Encore que... Le même soir, à Ébène, un animateur de radio, y a vu, lui, du Marivaux. C’est dire qu’on va vite en besogne dans ce petit monde de complaisance baigné de vins, de papotage et de copinage. Pourtant l’ouvrage de Sadek Ruhmaly ne manque pas d’intérêt, car il dépeint, avec le sous-titre de « Chroniques de Souillac », une époque disparue, celle des petites gens, avant l’apparition de Facebook, des réseaux sociaux, bref du contact virtuel.
Les descriptions sont justes : les cabanes en paille, maçonnées avec des « excréments des vaches », « les sacs gouni », « poudine de riz ». Rien n’a été inventé, sauf cette écriture emphatique et empruntée au champ poétique qui ôte à la description le réalisme qui lui aurait conféré une nécessaire dimension sociale. Sans doute, là où il y a eu souffrances, Sadek Ruhmaly a, lui, vu poésie et élégance dans les voix et les mouvements. On le sent ivre de poésie, de bonheur intérieur, sous le regard sudiste de Robert Edward Hart, aux yeux duquel l’île était le produit de quelque hermétiste banni en Europe.
On ne peut rester insensible à cet habillage-gonflage des mots, les références à l’Ancienne Égypte, l’énonciation de Mozart et Chopin, qui montrent une certaine érudition de l’auteur, mais a bien y regarder, l’ouvrage tient davantage du carnet de voyage que de la chronique. La petite photo de l’auteur, coiffé d’un panama et un nœud papillon ornant une chemise blanche, renvoie l’image d’un Mauricien totalement imprégné de son temps et de son lieu de naissance, mais surtout d’un individu qui, après des années d'études à Oxford, pose un regard nostalgique et authentique sur Souillac, plutôt que de mettre ses envolées lyriques au profit de quelque résidence touristique sur le littoral.

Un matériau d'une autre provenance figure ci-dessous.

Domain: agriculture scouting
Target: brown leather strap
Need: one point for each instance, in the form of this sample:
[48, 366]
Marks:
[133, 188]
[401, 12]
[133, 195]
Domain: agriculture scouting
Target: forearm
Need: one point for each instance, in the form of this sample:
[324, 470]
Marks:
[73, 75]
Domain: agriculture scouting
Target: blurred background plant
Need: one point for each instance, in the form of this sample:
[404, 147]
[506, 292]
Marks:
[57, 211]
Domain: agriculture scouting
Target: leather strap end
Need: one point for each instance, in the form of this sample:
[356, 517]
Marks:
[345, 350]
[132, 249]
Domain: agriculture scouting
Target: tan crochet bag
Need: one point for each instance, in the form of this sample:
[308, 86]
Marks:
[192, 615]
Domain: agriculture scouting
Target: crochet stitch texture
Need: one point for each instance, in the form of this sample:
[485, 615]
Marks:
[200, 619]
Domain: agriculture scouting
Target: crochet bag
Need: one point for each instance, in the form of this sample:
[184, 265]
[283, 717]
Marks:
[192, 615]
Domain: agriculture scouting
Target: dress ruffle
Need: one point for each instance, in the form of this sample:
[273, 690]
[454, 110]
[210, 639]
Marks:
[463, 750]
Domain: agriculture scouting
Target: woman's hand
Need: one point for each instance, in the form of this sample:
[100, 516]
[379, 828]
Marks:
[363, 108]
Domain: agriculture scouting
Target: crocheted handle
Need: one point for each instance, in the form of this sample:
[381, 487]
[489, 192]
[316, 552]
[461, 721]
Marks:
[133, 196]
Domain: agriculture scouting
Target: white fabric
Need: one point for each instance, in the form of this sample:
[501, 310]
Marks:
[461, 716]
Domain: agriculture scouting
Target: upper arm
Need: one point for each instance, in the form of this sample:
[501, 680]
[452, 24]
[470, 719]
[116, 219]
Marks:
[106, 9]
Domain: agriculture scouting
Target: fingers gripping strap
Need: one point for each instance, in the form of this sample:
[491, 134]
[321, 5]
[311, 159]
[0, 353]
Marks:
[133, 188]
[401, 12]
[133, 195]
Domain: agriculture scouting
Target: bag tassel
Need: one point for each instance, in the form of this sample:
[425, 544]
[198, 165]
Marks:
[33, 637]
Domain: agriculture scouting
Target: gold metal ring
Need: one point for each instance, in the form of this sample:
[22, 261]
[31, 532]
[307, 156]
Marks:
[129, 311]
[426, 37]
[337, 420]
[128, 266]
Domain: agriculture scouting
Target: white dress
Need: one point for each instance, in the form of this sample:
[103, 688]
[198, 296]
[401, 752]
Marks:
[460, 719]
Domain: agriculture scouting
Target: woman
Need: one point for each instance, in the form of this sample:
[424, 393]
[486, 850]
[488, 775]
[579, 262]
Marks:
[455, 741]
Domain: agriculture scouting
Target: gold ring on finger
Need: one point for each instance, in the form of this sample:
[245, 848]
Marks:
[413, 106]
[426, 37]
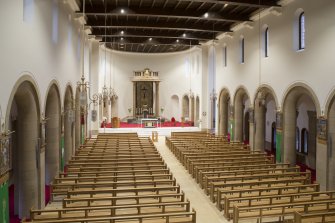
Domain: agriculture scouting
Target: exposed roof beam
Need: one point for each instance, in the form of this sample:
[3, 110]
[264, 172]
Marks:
[156, 36]
[253, 3]
[158, 26]
[176, 16]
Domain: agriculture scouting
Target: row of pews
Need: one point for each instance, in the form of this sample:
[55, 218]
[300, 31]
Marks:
[248, 185]
[116, 178]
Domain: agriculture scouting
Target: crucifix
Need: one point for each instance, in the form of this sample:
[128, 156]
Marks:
[144, 91]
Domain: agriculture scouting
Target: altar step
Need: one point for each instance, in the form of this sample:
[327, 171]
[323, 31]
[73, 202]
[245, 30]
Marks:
[147, 132]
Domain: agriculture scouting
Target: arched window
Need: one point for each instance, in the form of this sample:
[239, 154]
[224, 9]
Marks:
[304, 141]
[242, 50]
[224, 56]
[297, 139]
[302, 31]
[266, 42]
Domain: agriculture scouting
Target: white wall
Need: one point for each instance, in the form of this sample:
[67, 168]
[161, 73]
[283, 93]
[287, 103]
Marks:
[285, 65]
[174, 70]
[41, 40]
[270, 117]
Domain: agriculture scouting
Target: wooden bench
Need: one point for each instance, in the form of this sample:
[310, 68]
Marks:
[222, 194]
[111, 210]
[212, 182]
[229, 203]
[322, 217]
[256, 184]
[280, 210]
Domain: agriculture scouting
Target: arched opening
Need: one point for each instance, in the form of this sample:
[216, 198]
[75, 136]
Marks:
[77, 119]
[299, 113]
[114, 107]
[192, 110]
[175, 107]
[24, 119]
[246, 133]
[224, 101]
[197, 110]
[241, 107]
[273, 137]
[52, 137]
[331, 143]
[265, 117]
[186, 108]
[68, 125]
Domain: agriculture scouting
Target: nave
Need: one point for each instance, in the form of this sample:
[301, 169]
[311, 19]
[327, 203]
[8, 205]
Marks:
[120, 177]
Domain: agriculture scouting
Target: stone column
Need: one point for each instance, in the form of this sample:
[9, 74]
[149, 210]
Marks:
[238, 121]
[94, 80]
[324, 165]
[134, 98]
[289, 128]
[157, 98]
[311, 139]
[260, 127]
[252, 128]
[41, 171]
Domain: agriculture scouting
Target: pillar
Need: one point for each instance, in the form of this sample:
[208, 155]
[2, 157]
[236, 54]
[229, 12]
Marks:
[238, 121]
[252, 128]
[289, 128]
[157, 99]
[94, 81]
[279, 136]
[311, 158]
[134, 99]
[324, 163]
[260, 127]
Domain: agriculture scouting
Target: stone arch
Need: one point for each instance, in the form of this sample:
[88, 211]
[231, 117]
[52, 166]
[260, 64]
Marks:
[295, 96]
[185, 107]
[330, 115]
[192, 109]
[224, 105]
[241, 106]
[52, 131]
[77, 119]
[197, 110]
[23, 117]
[175, 107]
[265, 106]
[68, 120]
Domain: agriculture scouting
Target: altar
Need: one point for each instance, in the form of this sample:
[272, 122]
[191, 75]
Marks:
[150, 122]
[146, 94]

Après « Cygnes de l’Aube » (2011) et « Sourds à l’Appel de la Nature » (2014), Sadek Ruhmaly, dont on sait maintenant – en tout cas, moi – qu’il s’inspire d’une mère, ex-pensionnaire du Couvent de Lorette de Port-Louis, – ce qui n’est pas rien en 1950 –, s’inscrit davantage dans la verve poétique, qui semble équilibrer sa formation aux chiffres.